Step 4: Determine which of the two squares this number falls between, √a²< n< √b². As a result, a< n < b a n b a n b a n b a n b a As a result, the desired square root’s tens digit is “a.”

Step 5: As seen in the squares chart, there are only two numbers with squares that do not repeat, namely 5 and 10. Check to see if the unit digit you got in Step 2 is one of these.

Step 6: If the obtained number is 5 or 10, it is written as is; otherwise, the unit digit is determined by following the steps below.

If the unit digit acquired in Step 2 is not 5 or 10, follow these steps to discover the units digit: 

Step 7: Multiply a and b together.

Step 8: If ab ≤ n is true, select b; otherwise, select a.

Square root tricks of 5-digit numbers:

Follow the methods below with the help of an example to find the square root of a 5-digit number.

Find the square root of 40401 in this example.

Step 1: From right to left, pair the digits, 404 01.

Step 2: Check the number’s unit digit and compare it to the table above.
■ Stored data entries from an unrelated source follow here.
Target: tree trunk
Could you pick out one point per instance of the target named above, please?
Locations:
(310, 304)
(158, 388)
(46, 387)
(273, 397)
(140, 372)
Because the unit digit is 1, the square root of 40401 has two alternative unit digits: 1 and 9. However, because 1’s square root is 1, the unit digit will be 1.

Step 3: The first three digits should now be 404. It will be somewhere between 202 and 212 degrees Fahrenheit. As a result, 400 404 441. As a result, the first three digit’s square root will be close to 20.

Step 4: The required square root is therefore 201. 

Conclusion:

Square roots are particularly significant in terms of exams because they are required in virtually every area. We can always rely on tips and tactics to help us solve mathematical issues quickly and efficiently. Finding a basic square root of a number might be time-consuming if you don’t know these strategies.